Why It Matters for AI Inference
The 10+ layer stacking targets the memory bandwidth bottleneck in AI inference workloads. Current HBM3E stacks peak at 12 layers (12-Hi) with bandwidth around 1.2 TB/s per stack. POSTECH's approach uses a hybrid bonding technique—combining direct copper-to-copper bonding with oxide-oxide fusion—to reduce layer thickness and improve thermal dissipation. The result is a denser vertical interconnect that could enable higher bandwidth per stack without increasing physical footprint.
Density vs. Commercial Reality
While 4× density over 12-Hi HBM is impressive on paper, the technology remains at the university research stage with no announced commercialization timeline. HBM manufacturers (Samsung, SK hynix, Micron) have already roadmaped 16-Hi and 20-Hi stacks for 2027–2028, though with diminishing returns on density due to thermal and yield challenges.

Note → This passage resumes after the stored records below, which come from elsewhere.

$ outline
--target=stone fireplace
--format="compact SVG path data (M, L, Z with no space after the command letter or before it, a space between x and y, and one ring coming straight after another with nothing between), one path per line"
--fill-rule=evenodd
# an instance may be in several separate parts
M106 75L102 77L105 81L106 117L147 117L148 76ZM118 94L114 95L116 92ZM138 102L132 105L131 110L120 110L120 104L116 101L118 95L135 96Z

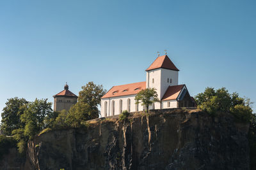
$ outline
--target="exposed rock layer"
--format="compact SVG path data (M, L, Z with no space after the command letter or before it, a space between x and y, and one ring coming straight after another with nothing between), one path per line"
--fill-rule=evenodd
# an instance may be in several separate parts
M228 114L166 110L129 119L97 119L88 128L43 134L28 143L22 169L250 169L248 125Z

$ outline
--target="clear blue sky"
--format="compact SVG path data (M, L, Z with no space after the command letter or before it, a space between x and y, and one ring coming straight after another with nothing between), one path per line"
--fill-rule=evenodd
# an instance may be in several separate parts
M256 102L255 2L1 1L0 110L16 96L52 102L66 81L77 94L145 81L164 49L191 96L225 87Z

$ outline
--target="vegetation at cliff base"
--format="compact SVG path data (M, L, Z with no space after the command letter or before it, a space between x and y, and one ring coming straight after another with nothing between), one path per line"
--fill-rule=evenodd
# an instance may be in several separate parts
M4 135L13 136L10 139L17 141L19 152L23 153L27 142L40 132L42 134L52 129L87 126L86 120L99 117L98 106L105 93L102 85L89 82L82 87L78 102L68 111L53 111L52 103L47 99L33 102L23 98L9 99L1 113L1 130ZM5 146L1 143L9 139L1 138L0 150Z
M141 90L135 96L135 104L141 103L142 106L146 106L147 112L148 112L149 106L155 102L160 102L157 97L157 92L154 88L147 88Z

POSTECH's hybrid bonding could leapfrog those roadmaps if scaled, but the gap between lab demo and volume production is wide.
Comparison to Prior Art
The result echoes earlier work by imec and TSMC on hybrid bonding for 3D NAND and logic-on-logic stacking. POSTECH's contribution is specific to DRAM-like memory stacking, where layer count above 8 has historically caused thermal runaway and signal integrity degradation. The team did not disclose the exact layer count beyond "10+" or the specific test chip yields.
What to watch

Watch for POSTECH to publish a peer-reviewed paper with exact layer count, yield data, and thermal measurements. Also monitor whether Samsung or SK hynix license the hybrid bonding technique for their 2028 HBM4E roadmaps.